Soğuk Savaş sonrası dönemde kurulan tek merkezli küresel düzen fiilen sona ermiştir. Amerika Birleşik Devletleri askerî ve finansal kapasite bakımından hâlâ güçlüdür; ancak bu güç artık düzen kurucu değil, hasar sınırlayıcı bir nitelik taşımaktadır. Venezuela ile süregelen gerilim bunun açık örneğidir. Yaptırımlar rejimi dönüştürmemiş, yalnızca yoksulluğu derinleştirmiştir. ABD’nin Latin Amerika üzerindeki tarihsel hegemonyası artık ideolojik değil, ekonomik ve jeopolitik sınırlarına çarpmaktadır.
Buradan çıkarılması gereken ders nettir: Emperyal müdahaleler demokrasi getirmez. Getirdikleri şey daha fazla borç, daha fazla bağımlılık ve daha kalıcı eşitsizliktir. Bugün “istikrar” diye pazarlanan küresel düzen, aslında eşitsizliğin istikrarıdır.
Avrupa cephesinde Rusya-Ukrayna savaşı 2026 itibarıyla kalıcı bir “donmuş çatışma” karakteri kazanmıştır. Mutlak bir askerî zafer ihtimali fiilen ortadan kalkmıştır. Ancak savaş bitmediği gibi, bedeli de giderek Avrupa toplumlarının sırtına yüklenmektedir. Savunma harcamalarının artması, enerji maliyetlerinin yükselmesi ve enflasyonun kronikleşmesi, refah devleti modelinin sessiz ama sistematik biçimde tasfiye edildiğini göstermektedir.
Cephede ilerleme yoktur ama kemer sıkma politikaları hız kesmeden ilerlemektedir. Tanklar değil, sosyal haklar geri çekilmektedir. Avrupa’daki bu tablo, bize şunu hatırlatır: Savaşların faturası her zaman silah şirketleri tarafından değil, emekçiler tarafından ödenir.

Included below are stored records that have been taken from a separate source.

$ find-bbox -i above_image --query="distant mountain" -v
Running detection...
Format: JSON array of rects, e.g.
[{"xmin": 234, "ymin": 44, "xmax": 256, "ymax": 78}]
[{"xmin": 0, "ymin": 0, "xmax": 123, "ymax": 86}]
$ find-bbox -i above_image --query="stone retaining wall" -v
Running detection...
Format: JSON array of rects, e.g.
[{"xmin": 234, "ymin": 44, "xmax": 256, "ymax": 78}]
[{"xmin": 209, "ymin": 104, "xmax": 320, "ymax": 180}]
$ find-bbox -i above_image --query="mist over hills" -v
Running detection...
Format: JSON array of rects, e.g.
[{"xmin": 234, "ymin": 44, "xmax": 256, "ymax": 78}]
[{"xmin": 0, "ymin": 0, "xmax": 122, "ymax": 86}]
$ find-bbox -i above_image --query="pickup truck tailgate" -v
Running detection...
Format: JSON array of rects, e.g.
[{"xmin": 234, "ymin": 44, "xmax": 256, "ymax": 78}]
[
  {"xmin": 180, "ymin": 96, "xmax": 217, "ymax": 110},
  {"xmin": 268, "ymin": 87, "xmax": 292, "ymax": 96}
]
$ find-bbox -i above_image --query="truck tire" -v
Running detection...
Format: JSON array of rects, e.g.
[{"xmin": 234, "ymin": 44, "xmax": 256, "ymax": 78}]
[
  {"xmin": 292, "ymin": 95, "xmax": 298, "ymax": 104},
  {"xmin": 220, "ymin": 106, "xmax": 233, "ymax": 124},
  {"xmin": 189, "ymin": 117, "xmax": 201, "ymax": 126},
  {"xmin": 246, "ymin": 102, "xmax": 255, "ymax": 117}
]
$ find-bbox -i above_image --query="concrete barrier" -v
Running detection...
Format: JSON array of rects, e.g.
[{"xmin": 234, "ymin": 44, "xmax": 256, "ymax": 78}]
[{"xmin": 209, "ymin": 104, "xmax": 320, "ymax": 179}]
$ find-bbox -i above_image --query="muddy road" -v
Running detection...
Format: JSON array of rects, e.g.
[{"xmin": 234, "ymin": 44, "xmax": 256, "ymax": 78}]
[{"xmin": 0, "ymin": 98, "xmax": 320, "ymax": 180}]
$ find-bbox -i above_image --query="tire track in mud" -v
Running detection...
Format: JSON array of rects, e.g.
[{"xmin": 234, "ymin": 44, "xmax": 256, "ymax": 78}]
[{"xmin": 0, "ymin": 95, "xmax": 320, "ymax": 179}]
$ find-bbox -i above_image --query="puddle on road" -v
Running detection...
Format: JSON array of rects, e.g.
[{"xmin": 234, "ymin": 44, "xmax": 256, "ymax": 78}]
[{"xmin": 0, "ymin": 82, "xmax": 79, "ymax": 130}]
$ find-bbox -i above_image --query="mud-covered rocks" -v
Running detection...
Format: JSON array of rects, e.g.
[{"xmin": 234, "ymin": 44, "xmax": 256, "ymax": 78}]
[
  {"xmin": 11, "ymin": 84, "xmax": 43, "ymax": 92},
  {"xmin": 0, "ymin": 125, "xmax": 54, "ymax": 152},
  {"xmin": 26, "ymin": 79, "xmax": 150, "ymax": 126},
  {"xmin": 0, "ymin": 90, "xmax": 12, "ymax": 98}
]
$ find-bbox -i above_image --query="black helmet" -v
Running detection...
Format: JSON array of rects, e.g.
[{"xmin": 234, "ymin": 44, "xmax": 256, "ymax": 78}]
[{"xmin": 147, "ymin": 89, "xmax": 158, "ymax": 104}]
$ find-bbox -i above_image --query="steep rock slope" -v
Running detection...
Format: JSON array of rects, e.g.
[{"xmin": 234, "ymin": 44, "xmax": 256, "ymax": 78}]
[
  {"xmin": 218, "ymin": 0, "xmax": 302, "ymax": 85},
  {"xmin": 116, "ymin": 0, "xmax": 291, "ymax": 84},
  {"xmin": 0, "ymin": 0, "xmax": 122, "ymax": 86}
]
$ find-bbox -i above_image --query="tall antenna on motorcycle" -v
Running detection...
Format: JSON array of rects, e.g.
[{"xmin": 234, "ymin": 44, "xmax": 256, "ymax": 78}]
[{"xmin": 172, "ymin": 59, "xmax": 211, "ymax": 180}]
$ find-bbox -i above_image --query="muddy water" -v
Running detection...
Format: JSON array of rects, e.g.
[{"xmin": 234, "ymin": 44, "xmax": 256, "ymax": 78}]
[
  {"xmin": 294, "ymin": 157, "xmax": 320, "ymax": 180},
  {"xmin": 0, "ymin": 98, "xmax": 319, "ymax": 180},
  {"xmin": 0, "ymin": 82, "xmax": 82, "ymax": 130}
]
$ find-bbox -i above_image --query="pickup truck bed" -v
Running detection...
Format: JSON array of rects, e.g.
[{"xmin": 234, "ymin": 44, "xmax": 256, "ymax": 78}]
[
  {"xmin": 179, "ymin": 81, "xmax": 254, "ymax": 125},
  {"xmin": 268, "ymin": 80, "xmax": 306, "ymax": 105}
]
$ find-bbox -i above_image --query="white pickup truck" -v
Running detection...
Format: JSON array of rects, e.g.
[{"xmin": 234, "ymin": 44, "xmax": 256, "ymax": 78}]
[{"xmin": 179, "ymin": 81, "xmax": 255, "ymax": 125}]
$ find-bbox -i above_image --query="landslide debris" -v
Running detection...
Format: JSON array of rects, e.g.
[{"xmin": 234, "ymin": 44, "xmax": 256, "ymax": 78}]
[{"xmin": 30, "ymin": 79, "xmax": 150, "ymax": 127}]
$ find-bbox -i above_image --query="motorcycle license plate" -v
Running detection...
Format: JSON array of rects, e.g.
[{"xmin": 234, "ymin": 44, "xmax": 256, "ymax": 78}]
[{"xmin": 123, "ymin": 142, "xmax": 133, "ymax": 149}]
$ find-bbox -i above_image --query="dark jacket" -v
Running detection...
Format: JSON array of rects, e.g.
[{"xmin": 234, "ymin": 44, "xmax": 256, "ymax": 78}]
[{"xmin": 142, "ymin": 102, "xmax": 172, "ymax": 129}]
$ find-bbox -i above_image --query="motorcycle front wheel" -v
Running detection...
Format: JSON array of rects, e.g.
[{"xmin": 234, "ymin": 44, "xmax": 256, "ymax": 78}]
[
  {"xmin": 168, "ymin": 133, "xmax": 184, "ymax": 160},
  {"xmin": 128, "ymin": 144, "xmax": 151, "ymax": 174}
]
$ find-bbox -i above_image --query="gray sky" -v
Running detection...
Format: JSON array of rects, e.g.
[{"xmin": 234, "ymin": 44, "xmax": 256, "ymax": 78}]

Orta Doğu’da ise savaşlardan çok, yoksulluk ve güvencesizlik kalıcılaşmaktadır. Suriye, Irak ve İran hattında doğrudan çatışmadan ziyade nüfuz alanları, vekil aktörler ve düşük yoğunluklu gerilimler hâkimdir. YPG/SDG gibi yapılar artık ideolojik projeler değil, büyük güçlerin pazarlık enstrümanlarıdır. İsrail güvenlikçi politikalarını sertleştirirken, bölgesel yalnızlığını teknoloji ve savunma sanayii üzerinden telafi etmeye çalışmaktadır. Bu düzende kazanan halklar değildir; kazananlar silah, enerji ve güvenlik endüstrileridir.
Ortadoğu’da asıl sorun güvenlik değil, adalettir. Adalet yoksa güvenlik yalnızca baskının başka bir adıdır.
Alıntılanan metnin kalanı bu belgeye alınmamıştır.